Le 16 août 2005, un avion s’écrase au Venezuela, fauchant la vie de 160 personnes, dont 152 de nos compatriotes martiniquais.

Depuis près de vingt ans, la Martinique vit avec cette cicatrice indélébile. Le besoin impérieux de réponses et de vérité s’exprime toujours aussi vivement.

L’association des victimes de la catastrophe aérienne mène un combat acharné pour obtenir une vérité qui apaise, pour enfin comprendre pourquoi cet avion, pourtant contrôlé par la direction générale de l’aviation civile (DGAC), n’aurait jamais dû décoller. Les familles ont besoin de savoir comment une succession de défaillances – incluant une surcharge de l’appareil, un givrage des moteurs et des erreurs de pilotage dans un cockpit sous tension – a pu conduire à une telle hécatombe. Or la boîte noire, endommagée, n’a toujours pas été exploitée…

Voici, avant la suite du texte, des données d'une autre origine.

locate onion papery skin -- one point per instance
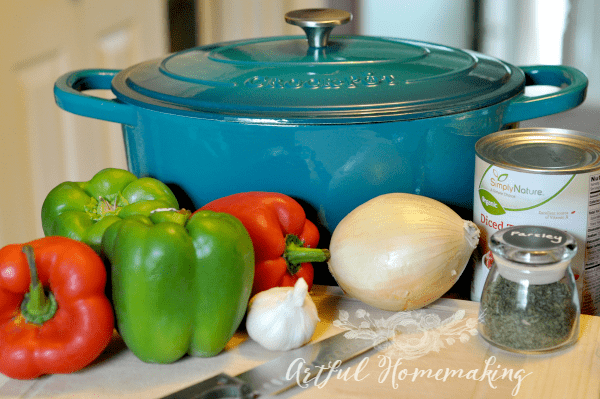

Monsieur le ministre, après deux décennies de procédures, aucun procès n’a été tenu. Malgré les rapports dénonçant la gestion désastreuse de la compagnie colombienne, criblée de dettes et aux pratiques de maintenance douteuses, la justice française a prononcé des non-lieux successifs.

La responsabilité de l’État a également été écartée par les tribunaux administratifs, laissant les familles dans un sentiment d’injustice totale.

Aujourd’hui, leur ultime espoir repose sur un recours devant la Cour européenne des droits de l’homme (CEDH). Si la convention de Montréal prévoit une responsabilité de plein droit du transporteur, la faillite de la West Caribbean Airways peu après le drame a rendu les recouvrements extrêmement difficiles.

Monsieur le ministre, ma question est simple. Vingt ans après le drame, que compte faire le Gouvernement pour accompagner dignement ces familles françaises dans leur quête de vérité et de justice ? Comment garantir qu’aucune compagnie poubelle ne puisse plus jamais mettre en péril la vie de nos concitoyens ?

M. le président. La parole est à M. le ministre.

M. Vincent Jeanbrun, ministre de la ville et du logement. Monsieur le sénateur Frédéric Buval, vous l’avez dit, en 2015, après dix ans d’instruction, la justice française a prononcé un non-lieu, mettant en cause uniquement la responsabilité des pilotes. Cette ordonnance a été confirmée en appel en 2018.

En octobre 2024, l’Association des victimes de la catastrophe aérienne du 16 août 2005 a saisi la CEDH. La décision de la CEDH pourrait intervenir cette année ou en 2027. Je veux vous le dire ici, le Gouvernement sera très attentif à sa prise en compte.